Angular variables of climbing geckos in two lateral undulation patterns.

Geckos demonstrate flexible and agile locomotion on diverse terrains and surfaces. The lateral undulation pattern referring to the trunk-limbs coordination gives animals advantages in terms of motion speed, dynamical stability, and highly efficient movement. Quantitative analysis of the angular variables of the trunk and limbs was proposed to compare the kinematics of Gekko gecko on the vertical plane in the standing wave and traveling wave of lateral undulation patterns.
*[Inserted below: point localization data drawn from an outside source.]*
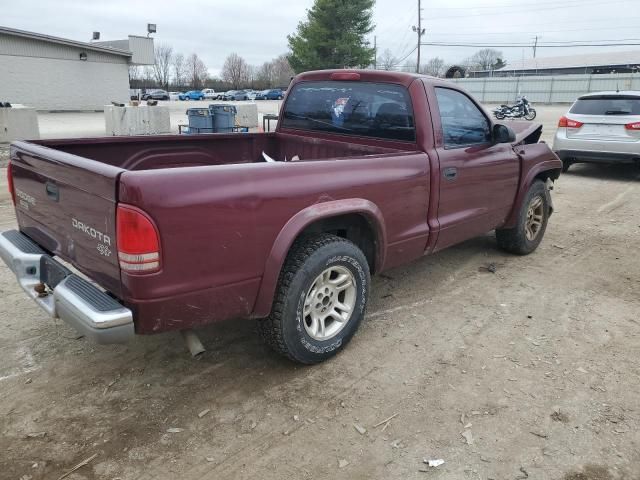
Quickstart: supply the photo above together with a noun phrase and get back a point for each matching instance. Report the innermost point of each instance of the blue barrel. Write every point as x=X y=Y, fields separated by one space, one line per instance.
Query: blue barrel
x=200 y=120
x=224 y=117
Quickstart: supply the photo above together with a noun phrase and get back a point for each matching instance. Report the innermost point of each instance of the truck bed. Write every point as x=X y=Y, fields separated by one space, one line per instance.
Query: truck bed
x=218 y=207
x=150 y=153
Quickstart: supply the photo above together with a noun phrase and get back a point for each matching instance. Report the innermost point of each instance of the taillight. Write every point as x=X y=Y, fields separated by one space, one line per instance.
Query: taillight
x=568 y=123
x=12 y=190
x=138 y=241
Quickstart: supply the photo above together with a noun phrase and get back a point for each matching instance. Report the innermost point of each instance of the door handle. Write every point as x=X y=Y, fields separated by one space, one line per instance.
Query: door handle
x=52 y=191
x=450 y=173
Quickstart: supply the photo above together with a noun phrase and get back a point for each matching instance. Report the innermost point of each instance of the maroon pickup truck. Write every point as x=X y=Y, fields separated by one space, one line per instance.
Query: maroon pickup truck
x=366 y=171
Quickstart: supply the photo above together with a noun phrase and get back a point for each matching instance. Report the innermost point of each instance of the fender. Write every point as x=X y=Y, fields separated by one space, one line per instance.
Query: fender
x=296 y=225
x=529 y=155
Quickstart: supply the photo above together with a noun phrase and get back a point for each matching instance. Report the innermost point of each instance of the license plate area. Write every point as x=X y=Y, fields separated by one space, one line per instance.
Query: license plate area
x=52 y=272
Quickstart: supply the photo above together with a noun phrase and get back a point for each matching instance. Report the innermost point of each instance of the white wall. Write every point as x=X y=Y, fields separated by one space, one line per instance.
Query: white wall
x=56 y=84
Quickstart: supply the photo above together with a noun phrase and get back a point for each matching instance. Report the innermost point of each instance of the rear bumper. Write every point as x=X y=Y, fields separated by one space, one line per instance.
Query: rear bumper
x=597 y=157
x=74 y=300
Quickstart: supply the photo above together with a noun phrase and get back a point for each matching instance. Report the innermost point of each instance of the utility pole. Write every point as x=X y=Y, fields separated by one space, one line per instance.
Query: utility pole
x=420 y=31
x=375 y=51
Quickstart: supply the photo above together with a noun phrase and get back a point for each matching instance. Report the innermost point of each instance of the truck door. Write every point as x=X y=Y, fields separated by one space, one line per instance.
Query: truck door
x=478 y=178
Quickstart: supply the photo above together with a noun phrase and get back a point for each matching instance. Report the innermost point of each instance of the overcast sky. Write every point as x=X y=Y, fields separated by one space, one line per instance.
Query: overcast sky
x=257 y=29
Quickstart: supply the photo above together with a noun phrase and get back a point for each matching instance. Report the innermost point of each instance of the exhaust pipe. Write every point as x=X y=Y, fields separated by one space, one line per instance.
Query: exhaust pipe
x=192 y=342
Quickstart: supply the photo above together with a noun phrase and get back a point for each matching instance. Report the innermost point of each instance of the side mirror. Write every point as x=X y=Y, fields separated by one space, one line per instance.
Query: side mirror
x=503 y=134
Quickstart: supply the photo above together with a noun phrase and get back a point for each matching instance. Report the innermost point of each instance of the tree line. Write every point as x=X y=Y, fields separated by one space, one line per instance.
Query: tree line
x=173 y=71
x=334 y=35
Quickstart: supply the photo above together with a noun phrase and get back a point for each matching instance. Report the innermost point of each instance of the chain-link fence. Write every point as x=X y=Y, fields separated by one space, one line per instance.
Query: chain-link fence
x=552 y=89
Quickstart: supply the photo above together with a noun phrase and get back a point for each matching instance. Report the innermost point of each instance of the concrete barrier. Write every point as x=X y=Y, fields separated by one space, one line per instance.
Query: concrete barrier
x=18 y=123
x=141 y=120
x=247 y=115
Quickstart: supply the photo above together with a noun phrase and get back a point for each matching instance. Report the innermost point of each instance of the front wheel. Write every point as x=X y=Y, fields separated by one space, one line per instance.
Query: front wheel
x=320 y=300
x=531 y=223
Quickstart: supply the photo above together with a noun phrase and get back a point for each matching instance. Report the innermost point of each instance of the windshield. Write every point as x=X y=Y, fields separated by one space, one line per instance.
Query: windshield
x=607 y=105
x=378 y=110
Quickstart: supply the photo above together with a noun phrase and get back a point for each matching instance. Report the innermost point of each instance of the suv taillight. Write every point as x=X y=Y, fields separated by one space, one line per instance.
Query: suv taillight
x=568 y=123
x=12 y=190
x=138 y=241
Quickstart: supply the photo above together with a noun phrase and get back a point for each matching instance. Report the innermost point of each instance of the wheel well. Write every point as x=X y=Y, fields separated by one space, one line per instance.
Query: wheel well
x=552 y=174
x=354 y=227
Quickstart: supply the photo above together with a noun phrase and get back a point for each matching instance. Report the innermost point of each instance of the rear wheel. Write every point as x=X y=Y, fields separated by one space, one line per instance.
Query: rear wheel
x=531 y=223
x=320 y=300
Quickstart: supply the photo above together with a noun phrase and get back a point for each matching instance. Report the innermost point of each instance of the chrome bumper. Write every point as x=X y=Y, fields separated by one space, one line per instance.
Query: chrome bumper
x=74 y=300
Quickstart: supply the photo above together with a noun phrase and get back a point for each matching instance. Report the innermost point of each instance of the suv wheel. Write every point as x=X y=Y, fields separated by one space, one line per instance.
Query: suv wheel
x=531 y=222
x=320 y=300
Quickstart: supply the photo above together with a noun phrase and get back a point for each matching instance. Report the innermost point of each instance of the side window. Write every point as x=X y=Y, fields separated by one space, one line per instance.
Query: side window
x=463 y=124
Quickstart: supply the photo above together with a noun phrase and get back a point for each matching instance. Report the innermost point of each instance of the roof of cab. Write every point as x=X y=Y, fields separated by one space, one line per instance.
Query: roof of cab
x=402 y=78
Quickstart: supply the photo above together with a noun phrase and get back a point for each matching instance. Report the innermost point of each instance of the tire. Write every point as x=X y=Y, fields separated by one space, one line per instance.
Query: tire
x=518 y=240
x=298 y=335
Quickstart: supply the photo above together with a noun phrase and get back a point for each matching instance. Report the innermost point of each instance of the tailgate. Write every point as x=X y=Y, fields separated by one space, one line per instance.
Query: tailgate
x=67 y=204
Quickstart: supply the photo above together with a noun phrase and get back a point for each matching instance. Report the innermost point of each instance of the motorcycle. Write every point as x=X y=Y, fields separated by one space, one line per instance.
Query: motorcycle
x=522 y=109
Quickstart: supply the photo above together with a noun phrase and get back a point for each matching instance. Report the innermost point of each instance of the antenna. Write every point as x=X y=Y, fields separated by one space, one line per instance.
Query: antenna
x=420 y=31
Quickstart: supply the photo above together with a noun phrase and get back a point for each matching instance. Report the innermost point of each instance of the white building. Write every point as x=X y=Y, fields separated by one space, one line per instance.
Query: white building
x=50 y=73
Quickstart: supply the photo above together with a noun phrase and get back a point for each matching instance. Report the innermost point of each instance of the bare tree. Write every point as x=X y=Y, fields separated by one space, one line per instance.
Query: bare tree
x=282 y=71
x=264 y=77
x=486 y=59
x=196 y=71
x=178 y=68
x=434 y=67
x=162 y=67
x=235 y=70
x=387 y=61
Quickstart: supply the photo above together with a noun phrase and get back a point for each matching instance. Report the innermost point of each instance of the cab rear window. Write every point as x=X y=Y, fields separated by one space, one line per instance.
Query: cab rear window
x=378 y=110
x=607 y=105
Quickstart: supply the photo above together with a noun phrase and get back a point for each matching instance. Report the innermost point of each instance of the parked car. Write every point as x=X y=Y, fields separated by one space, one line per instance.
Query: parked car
x=155 y=95
x=210 y=94
x=272 y=94
x=192 y=95
x=236 y=95
x=178 y=232
x=600 y=127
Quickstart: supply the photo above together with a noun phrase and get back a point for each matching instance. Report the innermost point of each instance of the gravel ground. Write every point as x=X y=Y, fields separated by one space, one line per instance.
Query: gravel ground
x=531 y=372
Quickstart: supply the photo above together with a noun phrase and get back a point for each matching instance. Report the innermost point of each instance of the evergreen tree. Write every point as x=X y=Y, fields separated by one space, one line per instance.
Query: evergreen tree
x=333 y=36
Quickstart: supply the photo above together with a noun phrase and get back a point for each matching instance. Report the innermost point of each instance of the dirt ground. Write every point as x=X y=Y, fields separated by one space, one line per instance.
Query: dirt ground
x=537 y=364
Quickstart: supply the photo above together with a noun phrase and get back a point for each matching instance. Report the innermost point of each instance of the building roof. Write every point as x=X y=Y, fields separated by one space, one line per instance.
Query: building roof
x=64 y=41
x=602 y=59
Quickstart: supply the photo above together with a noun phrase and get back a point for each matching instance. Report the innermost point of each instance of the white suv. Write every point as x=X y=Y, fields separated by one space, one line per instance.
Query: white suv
x=600 y=127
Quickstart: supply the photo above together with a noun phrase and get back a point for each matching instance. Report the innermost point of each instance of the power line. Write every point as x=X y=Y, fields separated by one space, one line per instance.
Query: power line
x=511 y=5
x=529 y=10
x=521 y=45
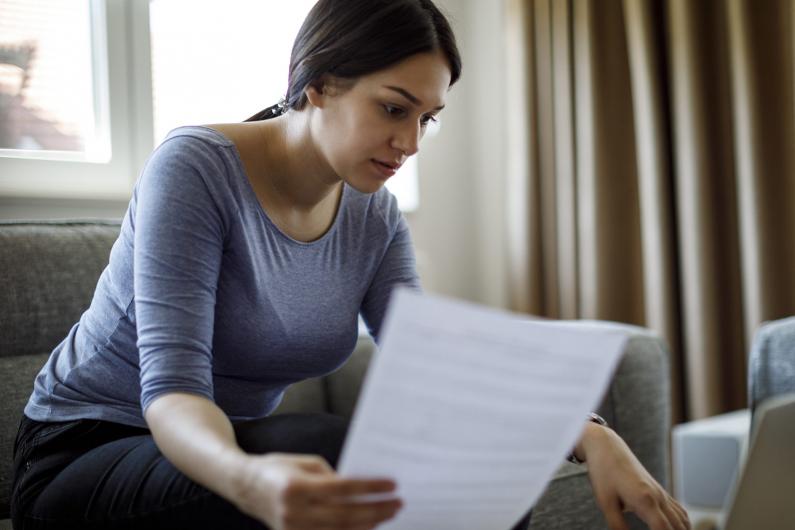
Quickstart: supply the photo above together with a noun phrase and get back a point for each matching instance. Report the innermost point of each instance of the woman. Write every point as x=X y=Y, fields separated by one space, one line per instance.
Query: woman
x=246 y=254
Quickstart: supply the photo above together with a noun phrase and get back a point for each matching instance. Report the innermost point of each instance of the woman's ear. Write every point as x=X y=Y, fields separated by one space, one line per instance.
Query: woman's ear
x=316 y=93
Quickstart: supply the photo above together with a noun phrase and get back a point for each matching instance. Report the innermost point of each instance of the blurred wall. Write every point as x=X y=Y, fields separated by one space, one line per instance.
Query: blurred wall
x=459 y=229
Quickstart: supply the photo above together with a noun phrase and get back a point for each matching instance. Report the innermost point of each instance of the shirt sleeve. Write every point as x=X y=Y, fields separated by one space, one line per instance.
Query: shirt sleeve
x=397 y=268
x=178 y=245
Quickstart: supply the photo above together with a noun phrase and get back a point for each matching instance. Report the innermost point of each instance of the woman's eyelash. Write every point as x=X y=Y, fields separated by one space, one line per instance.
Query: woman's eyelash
x=392 y=110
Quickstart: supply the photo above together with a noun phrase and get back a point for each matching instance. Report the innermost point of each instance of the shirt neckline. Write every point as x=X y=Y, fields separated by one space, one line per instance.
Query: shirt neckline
x=252 y=195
Thirteen angular variables were measured to illustrate the kinematic characteristics of trunk flexion, girdles rotation, scapula rotation, trunk deflection, femoral/humeral protraction-retraction, abduction-adduction, and rotation around their axes, and knee/elbow flexion-extension. One-way analysis of variance (ANOVA) tested for mean differences between patterns for maximum value, minimum value, and range value of each angular variable. The geckos adapted to the changes in locomotion velocity by dynamically adjusting the joints angular variables. Twenty of the thirty-nine angular values showed a significant pattern effect that presented the variation of angular values or the timing of the peak of the angle curve in two different lateral undulation patterns. The climbing stability of a gecko is tightly associated with the coordination between the body and the limbs.